Train up a child in the way he should go, and when he is old he will not depart from it. Proverbs 22:6
I’ve argued before that parenting, to some extent, involves training our children. Or conditioning them to have certain responses through how we interact with them in various situations, either positively or negatively. We shout “No, hot!” when they reach for the stove and our raised voice, which they have been conditioned to interpret as not normal in healthy situations, alerts them to know that they shouldn’t touch the hot item. Some children will accept this warning, others will question it, and a few will touch it any damn way. I have one of each. Parenting them is a constant experiment in human behavior. I do my best to condition them to have responses that will ensure their health and well-being, such looking both ways when crossing a busy street. I do this by explaining the danger, practicing the behavior myself, and responding to their actions with praise or correction. When the cars are removed I expect the same response as if the cars were there. They are individuals, though, so my risk taker isn’t going to be as cautious as his brothers. *I’m pretty sure he’s the reason my hair is going gray.
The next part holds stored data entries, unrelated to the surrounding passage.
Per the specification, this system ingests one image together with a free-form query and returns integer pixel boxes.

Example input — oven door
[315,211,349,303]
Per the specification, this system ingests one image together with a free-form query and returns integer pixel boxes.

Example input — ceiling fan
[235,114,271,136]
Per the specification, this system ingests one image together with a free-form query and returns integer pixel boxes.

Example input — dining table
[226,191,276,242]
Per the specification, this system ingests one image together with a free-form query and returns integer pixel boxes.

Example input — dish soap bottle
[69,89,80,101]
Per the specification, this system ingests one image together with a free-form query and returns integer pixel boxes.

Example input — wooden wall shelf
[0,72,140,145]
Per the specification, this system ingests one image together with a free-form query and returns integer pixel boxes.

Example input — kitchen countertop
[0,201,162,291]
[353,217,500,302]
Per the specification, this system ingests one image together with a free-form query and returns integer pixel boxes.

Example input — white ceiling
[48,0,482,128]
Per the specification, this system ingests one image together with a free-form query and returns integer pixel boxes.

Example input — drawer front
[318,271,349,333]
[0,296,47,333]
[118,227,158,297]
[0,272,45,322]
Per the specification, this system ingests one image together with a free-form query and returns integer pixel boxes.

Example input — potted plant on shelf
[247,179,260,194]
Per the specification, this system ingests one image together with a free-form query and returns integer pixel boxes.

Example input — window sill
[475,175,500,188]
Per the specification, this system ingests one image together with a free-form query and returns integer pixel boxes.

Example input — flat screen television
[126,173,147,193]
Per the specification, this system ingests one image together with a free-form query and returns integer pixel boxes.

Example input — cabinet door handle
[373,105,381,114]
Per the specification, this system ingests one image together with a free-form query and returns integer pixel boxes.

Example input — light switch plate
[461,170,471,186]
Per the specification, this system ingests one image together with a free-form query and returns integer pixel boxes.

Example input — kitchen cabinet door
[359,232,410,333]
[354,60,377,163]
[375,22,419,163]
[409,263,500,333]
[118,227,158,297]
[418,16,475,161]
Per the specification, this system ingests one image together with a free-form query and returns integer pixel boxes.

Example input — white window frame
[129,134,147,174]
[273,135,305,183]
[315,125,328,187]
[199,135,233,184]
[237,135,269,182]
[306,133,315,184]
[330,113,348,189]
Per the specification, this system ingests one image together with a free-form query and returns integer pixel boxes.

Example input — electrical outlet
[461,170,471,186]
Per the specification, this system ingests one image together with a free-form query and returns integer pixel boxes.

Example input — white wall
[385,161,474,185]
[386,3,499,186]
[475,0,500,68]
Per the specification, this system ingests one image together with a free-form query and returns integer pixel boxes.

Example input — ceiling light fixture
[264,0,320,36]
Seriously, he walks into the street without looking all the time like there isn’t danger out there. Why? Why does he do that?!* Anyways..., this is where parenting only takes you but so far, because children are individuals.
Unless you prescribe to the methods of the Pearls.
Oh, the Pearls. I can’t remember when I first came across their promise of well-behaved/fully obedient children, but I will admit at first I thought “Holy shit that’s awesome!” On a shitty day the promise of being able to say “Clean your room” only once is a powerful aphrodisiac. Once the fantasy fades, and you actually read what goes into producing such “well-behaved” children, you are able to see their parenting philosophy for what it is. A flawed theory based on bronze age insanity that seeks to crush what makes our children the vibrant individuals they are, in hopes of making our lives as parents easier. While there are days I wish this parenting gig got easier, I know it isn’t supposed to be easy because I’m doing the work of raising humans. I'm striving to raise thriving unique individuals who are free to question and think critically about everything, including why we shouldn’t touch hot objects with our bare hands or cross streets without looking first. Not mindless robots with broken spirits. It isn’t easy, but nothing worth doing well will be.
So, why am I bringing up the Pearls and their parenting philosophy if it is vastly different from my own? Because, I’m a sucker for producing enlightening and entertaining television...or intervision? Karen, BeAsia, and I have been throwing around the idea of a show where we attempted to live biblically in our parenting for a week. I know, it’s a scary thought. You all have seen our kids on the show from time to time, that shit wouldn’t fly with that lot of heathens, and thank The Great Noodle for that! I still felt it would be an interesting experiment to explore, so for the rest of September I’ll be using the Pearls methods and documenting it here. Then on September 27th we’ll discuss the experience on The Secular Parents.
Now, before I get a bunch of emails let me explain how I’m doing this:
- I won’t actually use the Pearls methods on my children. I’ve put too much hard work into raising critical thinkers with a high self-worth to undo that. Plus, I love them far too much to break them. How can we break someone we love? I never could wrap my mind around that concept. Love is about building someone up not tearing them down. At least that's how I see it.
- I’ll log my children’s behavior and the “appropriate” consequence(s) the Pearls recommend I use along with what I actually did and why I do things the way I do.
- I’ll ask my children how they would feel if their consequence was what is recommended and document their response as well as my own response.
- On the show, I will have a visual to show the number of times it’s recommended to physically harm my children. I like visuals. While I deal in words, nothing can take the place of a powerful visual.
There will probably be swearing, ok there WILL be swearing, with my commentary as I work my way through the next couple of weeks. So much swearing and ranting…who the hell thinks it's ok to beat an infant?! Thor help me, it's going to be a long two weeks.